Comparing figures 1 and 2, one can see that as time goes on the size of the partitions change. Although all the partitions are relative (as the name suggests), more productive partitions usually get smaller as some wells move from higher productivity partitions to lower productivity partitions. For example, the three wells in the left side of partition 1 during the best 3 months of production (Figure 1) move to a less productive partition (RRQI=2) during the partitioning of best 12 months of production (Figure 2). The same is true for four wells in the lower right corner of partition 1, Figure 1. These wells move to partitions with RRQI of 2 and 3 in Figure 2.
One of the parameters calculated during the i3 process was the drainage area. Figure 3 shows the application of fuzzy pattern recognition to the drainage area. This figure shows that better wells located in
the north-central part of the field drain as much as 36 acres, while the least productive wells, mainly in the southeastern part of the field, have an average drainage area of about
3 acres.
Figure 4 shows the 3-D view of the drainage area, fracture half-length and permeability patterns developed in the Golden Trend due to production from 90 wells in the past several years. The patterns in this figure show the locations in the field that have higher values of permeability, which seem to be along the eastern and western edges of the field reducing from north to south, while the drainage area and fracture half-length behave in a similar manner, showing larger values toward the northern part of the field, especially on the eastern side.
Having such a view of the formation can help managers and engineers to develop strategies in further developing this field. Using the reserves calculation concept described above, the remaining reserves in this field are mapped and shown in Figure 5. In this figure the remaining reserves are plotted as a function of time, assuming no new wells are drilled.

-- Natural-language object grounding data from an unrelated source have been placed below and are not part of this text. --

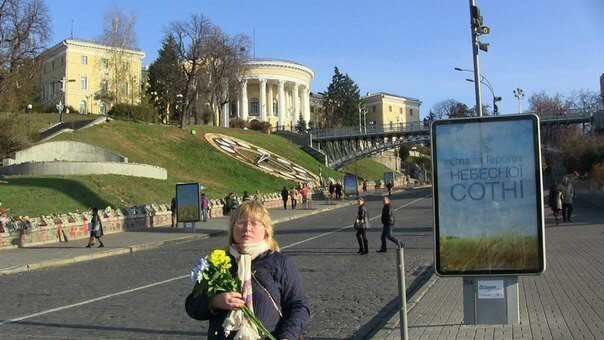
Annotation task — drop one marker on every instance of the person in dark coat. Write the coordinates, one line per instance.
(284, 195)
(276, 293)
(96, 230)
(388, 222)
(361, 225)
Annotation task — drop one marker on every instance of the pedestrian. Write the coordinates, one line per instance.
(388, 222)
(272, 286)
(96, 229)
(173, 208)
(555, 201)
(389, 186)
(361, 225)
(284, 194)
(205, 207)
(338, 190)
(293, 197)
(332, 189)
(568, 193)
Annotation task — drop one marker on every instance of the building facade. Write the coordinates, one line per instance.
(389, 109)
(275, 91)
(90, 77)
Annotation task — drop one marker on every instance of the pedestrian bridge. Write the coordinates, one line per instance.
(341, 146)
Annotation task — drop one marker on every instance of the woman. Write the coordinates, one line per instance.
(276, 295)
(361, 225)
(555, 201)
(96, 230)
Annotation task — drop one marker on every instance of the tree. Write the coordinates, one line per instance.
(118, 34)
(542, 104)
(210, 60)
(166, 80)
(24, 31)
(341, 102)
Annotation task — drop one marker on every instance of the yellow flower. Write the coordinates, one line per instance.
(220, 260)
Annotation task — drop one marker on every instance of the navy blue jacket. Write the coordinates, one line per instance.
(278, 274)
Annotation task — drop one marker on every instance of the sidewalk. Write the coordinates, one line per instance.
(566, 302)
(17, 260)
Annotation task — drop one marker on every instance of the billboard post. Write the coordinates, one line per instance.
(488, 210)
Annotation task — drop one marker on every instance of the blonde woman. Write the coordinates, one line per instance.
(271, 283)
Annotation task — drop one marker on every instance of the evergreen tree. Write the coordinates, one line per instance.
(166, 80)
(341, 102)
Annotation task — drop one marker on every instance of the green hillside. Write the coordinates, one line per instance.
(187, 158)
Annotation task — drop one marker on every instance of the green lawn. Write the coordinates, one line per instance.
(187, 158)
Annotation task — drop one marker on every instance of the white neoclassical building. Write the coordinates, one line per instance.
(275, 91)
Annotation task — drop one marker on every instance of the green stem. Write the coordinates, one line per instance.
(257, 322)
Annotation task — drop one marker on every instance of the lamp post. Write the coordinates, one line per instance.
(29, 107)
(487, 83)
(519, 94)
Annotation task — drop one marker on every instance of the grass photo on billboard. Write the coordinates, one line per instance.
(488, 202)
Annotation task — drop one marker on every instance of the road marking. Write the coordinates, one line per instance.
(58, 309)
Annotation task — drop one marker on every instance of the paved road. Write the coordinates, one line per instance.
(141, 295)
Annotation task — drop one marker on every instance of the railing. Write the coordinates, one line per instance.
(368, 130)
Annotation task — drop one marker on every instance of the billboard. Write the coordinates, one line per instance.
(488, 209)
(388, 177)
(188, 202)
(351, 186)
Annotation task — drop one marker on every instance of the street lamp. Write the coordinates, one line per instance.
(29, 107)
(519, 94)
(487, 83)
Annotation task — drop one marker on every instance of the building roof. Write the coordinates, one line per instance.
(383, 94)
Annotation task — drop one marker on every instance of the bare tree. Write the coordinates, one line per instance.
(119, 35)
(209, 60)
(24, 32)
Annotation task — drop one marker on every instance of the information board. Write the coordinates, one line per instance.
(188, 202)
(488, 196)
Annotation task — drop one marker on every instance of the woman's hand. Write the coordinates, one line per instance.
(227, 301)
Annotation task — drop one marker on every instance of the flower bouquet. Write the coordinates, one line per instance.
(211, 275)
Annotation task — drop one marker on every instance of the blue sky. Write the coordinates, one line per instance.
(408, 48)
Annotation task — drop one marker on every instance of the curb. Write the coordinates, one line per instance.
(103, 254)
(147, 246)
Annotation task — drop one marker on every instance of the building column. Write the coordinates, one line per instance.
(262, 100)
(281, 112)
(271, 112)
(306, 104)
(243, 113)
(296, 113)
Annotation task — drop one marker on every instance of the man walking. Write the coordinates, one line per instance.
(388, 222)
(568, 193)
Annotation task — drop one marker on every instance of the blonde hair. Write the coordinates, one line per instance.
(256, 211)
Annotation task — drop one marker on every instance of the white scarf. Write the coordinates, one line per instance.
(236, 320)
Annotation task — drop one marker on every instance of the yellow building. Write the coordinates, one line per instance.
(90, 77)
(389, 109)
(275, 91)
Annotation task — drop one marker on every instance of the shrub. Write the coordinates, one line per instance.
(134, 112)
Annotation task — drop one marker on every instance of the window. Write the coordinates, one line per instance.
(83, 82)
(254, 107)
(83, 107)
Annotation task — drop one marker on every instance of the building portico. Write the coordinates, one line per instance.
(275, 91)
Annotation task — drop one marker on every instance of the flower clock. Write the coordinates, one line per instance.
(259, 158)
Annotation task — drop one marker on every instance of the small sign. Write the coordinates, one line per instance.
(492, 289)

This figure shows the depletion in the reservoir from year 2005 to 2020, identifying portions of the field that would have remaining reserves that can be produced. As part of IPDA, the user can play "what if" scenarios by identifying locations in the field that are proposed as infill locations. Information from the offset wells is used through a neural network modeling technique in order to estimate the decline behavior of the new location, and the remaining reserves through time are recalculated as shown in Figure 5. The goal is to strategically place the infill wells in places where they would contribute to an efficient depletion of the reservoir.
The "Optimum Infill Locator" is another feature that is currently under development. This feature of IPDA will automatically identify the best infill location in the field through an exhaustive intelligent search process and recommend the best locations in the field for infill well placement.